Last week, the Reporting and Analysis Centre for Information Assurance MELANI reported on the current spread of encryption Trojans, so-called «ransomware». How can private individuals protect themselves?
Ransomware is a certain family of malware. This usually spreads via malicious e-mail attachments or infected websites. Once installed, «ransomware» will encrypt files on its victims’ computers and on any connected network drives and storage media (for instance USB sticks). Victims are then unable to use these encrypted files again. Once files on a computer have been encrypted by this «ransomware», victims are shown a «blocking screen». This asks victims to pay a certain sum of money in the shape of an Internet currency (for instance Bitcoin) to the attacker, for them to release encrypted files so they can be used again (ransom). Due to the use of an Internet currency, it becomes more difficult to trace authorship of the attack. However, complying with the attackers’ demands and making a payment to them does not guarantee that victims will regain access to their encrypted files. In addition, such payments will finance the attackers’ business model and allow them to continue their “ransomware” attacks and infect and harm further victims.

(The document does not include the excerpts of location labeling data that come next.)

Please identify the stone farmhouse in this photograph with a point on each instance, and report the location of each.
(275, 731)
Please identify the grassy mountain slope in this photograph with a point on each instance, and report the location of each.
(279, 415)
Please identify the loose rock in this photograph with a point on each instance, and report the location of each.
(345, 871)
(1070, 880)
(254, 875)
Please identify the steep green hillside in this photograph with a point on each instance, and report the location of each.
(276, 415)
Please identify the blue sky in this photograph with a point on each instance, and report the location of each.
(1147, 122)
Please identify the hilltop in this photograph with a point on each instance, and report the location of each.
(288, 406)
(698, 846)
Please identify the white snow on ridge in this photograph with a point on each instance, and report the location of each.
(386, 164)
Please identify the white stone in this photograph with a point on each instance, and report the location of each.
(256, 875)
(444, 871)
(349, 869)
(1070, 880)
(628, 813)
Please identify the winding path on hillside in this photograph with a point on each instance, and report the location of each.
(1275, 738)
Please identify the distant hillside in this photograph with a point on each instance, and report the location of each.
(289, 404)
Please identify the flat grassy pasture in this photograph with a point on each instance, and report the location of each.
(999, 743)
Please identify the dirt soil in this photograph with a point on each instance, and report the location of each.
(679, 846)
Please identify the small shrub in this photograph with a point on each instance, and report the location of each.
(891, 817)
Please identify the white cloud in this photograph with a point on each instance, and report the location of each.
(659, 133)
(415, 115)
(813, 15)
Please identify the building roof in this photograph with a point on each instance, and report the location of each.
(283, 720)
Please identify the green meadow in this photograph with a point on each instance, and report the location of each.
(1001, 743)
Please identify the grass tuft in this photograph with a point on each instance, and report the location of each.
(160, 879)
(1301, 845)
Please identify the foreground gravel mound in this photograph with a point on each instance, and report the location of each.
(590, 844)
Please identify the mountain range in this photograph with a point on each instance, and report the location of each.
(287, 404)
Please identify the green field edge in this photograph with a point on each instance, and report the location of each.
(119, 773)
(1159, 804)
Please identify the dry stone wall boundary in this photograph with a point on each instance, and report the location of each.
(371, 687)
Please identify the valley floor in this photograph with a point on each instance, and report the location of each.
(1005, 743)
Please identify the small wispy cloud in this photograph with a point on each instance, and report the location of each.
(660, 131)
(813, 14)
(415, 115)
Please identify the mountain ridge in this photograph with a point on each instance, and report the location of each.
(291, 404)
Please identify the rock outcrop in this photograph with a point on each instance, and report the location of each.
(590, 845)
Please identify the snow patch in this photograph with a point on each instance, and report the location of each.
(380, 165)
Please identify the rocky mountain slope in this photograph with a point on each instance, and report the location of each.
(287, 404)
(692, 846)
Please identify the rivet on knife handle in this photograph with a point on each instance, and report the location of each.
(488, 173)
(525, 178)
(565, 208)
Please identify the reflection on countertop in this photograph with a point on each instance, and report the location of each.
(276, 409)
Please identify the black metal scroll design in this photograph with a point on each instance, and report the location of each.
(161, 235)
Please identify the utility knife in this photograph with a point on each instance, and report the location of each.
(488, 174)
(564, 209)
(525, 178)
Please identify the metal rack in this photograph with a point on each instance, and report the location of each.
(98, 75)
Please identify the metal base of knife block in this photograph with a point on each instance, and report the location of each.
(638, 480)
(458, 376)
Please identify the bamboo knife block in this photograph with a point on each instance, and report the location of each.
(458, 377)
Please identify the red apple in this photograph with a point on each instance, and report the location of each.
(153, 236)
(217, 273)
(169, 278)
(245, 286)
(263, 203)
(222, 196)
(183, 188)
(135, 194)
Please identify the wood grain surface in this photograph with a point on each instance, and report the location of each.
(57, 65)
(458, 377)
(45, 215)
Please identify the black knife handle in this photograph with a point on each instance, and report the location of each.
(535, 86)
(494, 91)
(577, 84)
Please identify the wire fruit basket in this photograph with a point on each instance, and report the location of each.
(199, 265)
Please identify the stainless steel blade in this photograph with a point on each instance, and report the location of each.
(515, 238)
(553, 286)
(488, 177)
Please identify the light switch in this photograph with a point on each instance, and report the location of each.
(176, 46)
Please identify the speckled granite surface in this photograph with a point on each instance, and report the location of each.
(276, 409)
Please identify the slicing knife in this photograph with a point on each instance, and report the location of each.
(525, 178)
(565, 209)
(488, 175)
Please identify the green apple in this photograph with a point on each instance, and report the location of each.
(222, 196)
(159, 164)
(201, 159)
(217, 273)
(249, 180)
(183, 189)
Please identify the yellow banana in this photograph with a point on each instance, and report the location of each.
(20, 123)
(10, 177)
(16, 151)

Some simple, but effective protective measures
You can take the following four measures to protect yourself as a private individual:
- Regularly create a back-up copy of your data. You should store your back-up copy off-line, i.e. on an external medium, such as an external hard drive. You should also make sure to disconnect the medium used to hold your back-up copy from your computer once the back-up finishes. Otherwise, it is possible for data on the back-up medium to become encrypted and unusable in case of a «ransomware» infection, too.
- Always keep all software and plug-ins installed up-to-date. Ensure that all installed software, apps as well as web browser plug-ins (for instance Flashplayer, etc.) are always up to date. Whenever possible, use the automatic update feature of your software.
- Always be wary of suspicious e-mails, such that you receive unexpectedly or those originating from an unknown sender. Don’t follow any instructions in the text, don’t open any attachments and don’t follow any links.
- Install antivirus software and keep it continuously updated with the help of automatic updates. Otherwise there is a risk that newly developed malware is not recognized.